When this part is finished, the inividual output of the query will be created (see Section 2.3). First the basic information about the query will be printed. Then the script takes the information about the patterns and sequences and stores this information in a set of new arrays (see Appendix C3). The information in these arrays are handed over to the JAVA applet PatSeq.
Next, the script calculates some variables that are important for the dimensioning of arrays in the JAVA applet, and for the physical size of the individual image parts to be generated by the applet (see Appendix C4). Amongst other things, we need to calculate the overlaps of the patterns in each sequence in order to find out how much vertical space is needed for the graphical representation of each sequence. The script calls the JAVA applet with all the necassary data, the parameter transfer is realised with two loops for each sequence and pattern.

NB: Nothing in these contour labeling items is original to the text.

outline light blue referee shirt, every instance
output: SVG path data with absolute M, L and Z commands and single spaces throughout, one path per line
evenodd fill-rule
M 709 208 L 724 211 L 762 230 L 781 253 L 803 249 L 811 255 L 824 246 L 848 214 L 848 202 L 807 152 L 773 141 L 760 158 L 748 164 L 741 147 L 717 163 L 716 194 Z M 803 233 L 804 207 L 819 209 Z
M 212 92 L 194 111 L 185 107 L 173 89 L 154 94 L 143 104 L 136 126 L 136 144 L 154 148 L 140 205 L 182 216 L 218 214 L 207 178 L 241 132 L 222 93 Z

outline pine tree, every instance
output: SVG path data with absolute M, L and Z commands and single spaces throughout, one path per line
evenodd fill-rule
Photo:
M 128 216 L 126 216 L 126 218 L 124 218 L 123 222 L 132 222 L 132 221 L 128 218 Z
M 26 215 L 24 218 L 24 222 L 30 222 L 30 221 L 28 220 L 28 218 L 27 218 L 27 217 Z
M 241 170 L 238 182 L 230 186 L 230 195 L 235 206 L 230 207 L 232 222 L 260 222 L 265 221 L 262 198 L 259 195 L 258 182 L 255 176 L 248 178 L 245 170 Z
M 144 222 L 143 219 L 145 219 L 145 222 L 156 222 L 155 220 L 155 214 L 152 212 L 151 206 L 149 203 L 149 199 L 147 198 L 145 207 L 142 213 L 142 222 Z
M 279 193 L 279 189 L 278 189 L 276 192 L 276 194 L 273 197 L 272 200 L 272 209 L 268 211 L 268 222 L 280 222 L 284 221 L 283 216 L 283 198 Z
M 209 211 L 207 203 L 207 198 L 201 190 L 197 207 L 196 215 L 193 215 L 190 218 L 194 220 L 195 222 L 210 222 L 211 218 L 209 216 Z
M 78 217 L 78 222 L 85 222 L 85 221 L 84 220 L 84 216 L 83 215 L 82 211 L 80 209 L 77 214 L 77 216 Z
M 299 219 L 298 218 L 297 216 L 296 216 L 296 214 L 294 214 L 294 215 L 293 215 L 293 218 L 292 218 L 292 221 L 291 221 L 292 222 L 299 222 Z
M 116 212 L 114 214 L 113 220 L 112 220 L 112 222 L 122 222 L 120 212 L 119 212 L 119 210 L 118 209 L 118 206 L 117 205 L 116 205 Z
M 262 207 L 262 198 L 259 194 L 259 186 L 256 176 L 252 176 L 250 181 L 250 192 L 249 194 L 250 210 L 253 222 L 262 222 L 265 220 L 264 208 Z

In the JAVA applet there are 3 parts of the result to draw.
The code for JAVA applet consists of 3 main parts:
The variables definition should be clear, all necessary variables are be defined. They are organized by the purpose (Pattern, Ruler, Sequence).
In the variables initialisation, the JAVA script gets all parameter which are handed over from the CGI script. The program executes the loops with the running variables (see Appendix D1) to get the data about the different patterns and sequences (see Appendix D2). It is necessary to work with flexible loops, because there can exits different number of Sequences and Patterns in every query. There are also some other necessary variables (see Appendix D3) for the applet. Initially the status of all patterns is set to ON, hence all patterns will be shown in the sequences. The colours (10 different) are initialised using a separe module.One event handler involves changing the status of individual patterns, and calls a helping module in order to recalculate the coordinates for the drawing of the patterns in the sequences. When new patterns are switched on, new overlaps might result, and consequently patterns may have to be 'pushed down'. Analogously, when patterns are switched on, less vertical space may be needed for each sequence, and hence the view becomes more compact.